2
votes

When creating a convolutional neural network (CNN) (e.g. as described in https://cs231n.github.io/convolutional-networks/) the input layer is connected with one or several filters, each representing a feature map. Here, each neuron in a filter layer is connected with just a few neurons of the input layer. In the most simple case each of my n filters has the same dimensionality and uses the same stride.

My (tight-knitted) questions are:

  1. How is ensured that the filters learn different features, although they are trained with the same patches?
  2. "Depends" the learned feature of a filter on the randomly assigned values (for weights and biases) when initiating the network?
1
1. it is not "ensured". empirically it happens 2. yes, bad initializing values might lead to a local minimum converganceuser2717954

1 Answers

2
votes

I'm not an expert, but I can speak a bit to your questions. To be honest, it sounds like you already have the right idea: it's specifically the initial randomization of weights/biases in the filters that fosters their tendencies to learn different features (although I believe randomness in the error backpropagated from higher layers of the network can play a role as well).
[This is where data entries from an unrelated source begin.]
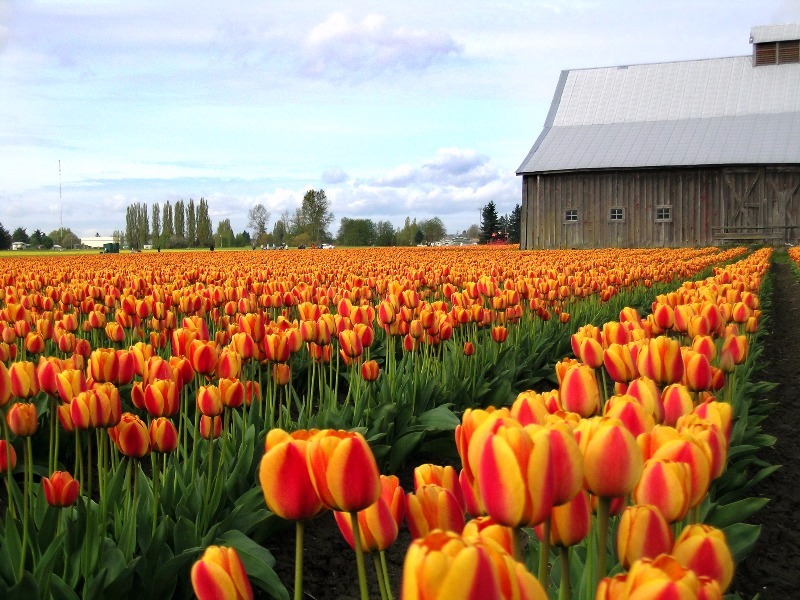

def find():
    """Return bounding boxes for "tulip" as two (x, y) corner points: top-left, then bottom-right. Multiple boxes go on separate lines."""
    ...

(578, 337), (604, 368)
(650, 438), (711, 509)
(36, 356), (62, 397)
(491, 326), (508, 344)
(510, 391), (548, 426)
(9, 361), (39, 399)
(219, 377), (245, 408)
(89, 348), (119, 384)
(577, 416), (642, 582)
(259, 431), (325, 522)
(626, 376), (664, 423)
(467, 418), (555, 529)
(149, 417), (178, 453)
(616, 504), (674, 569)
(191, 545), (254, 600)
(598, 555), (702, 599)
(188, 339), (218, 376)
(306, 429), (381, 600)
(683, 350), (712, 391)
(719, 335), (747, 372)
(306, 430), (381, 513)
(272, 363), (291, 387)
(661, 384), (695, 427)
(413, 464), (465, 513)
(335, 476), (402, 554)
(42, 470), (80, 507)
(0, 362), (11, 408)
(216, 349), (242, 380)
(361, 360), (380, 382)
(144, 379), (181, 418)
(535, 489), (591, 548)
(0, 440), (17, 472)
(110, 413), (150, 458)
(197, 384), (223, 417)
(633, 458), (692, 523)
(603, 394), (655, 438)
(463, 341), (475, 356)
(7, 402), (38, 437)
(637, 336), (684, 385)
(672, 524), (734, 591)
(402, 530), (546, 600)
(559, 364), (600, 417)
(462, 515), (516, 555)
(603, 343), (638, 383)
(199, 415), (222, 440)
(406, 484), (466, 539)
As @user2717954 indicated, there is no guarantee that the filters will learn unique features. However, each time the error of a training sample or batch is backpropagated to a given convolutional layer, the weights and biases of each filter is slightly modified to improve the overall accuracy of the network. Since the initial weights and biases are all different in each filter, it's possible (and likely given a suitable model) for most of the filters to eventually stabilize to values representing a robust set of unique features.

In addition to proper randomization of weights, this also demonstrates why it's crucial to use convolutional layers with an adequate number of filters. Without enough filters, the network is fundamentally limited such that there are important, useful patterns at the given layer of abstraction that simply can't be represented by the network.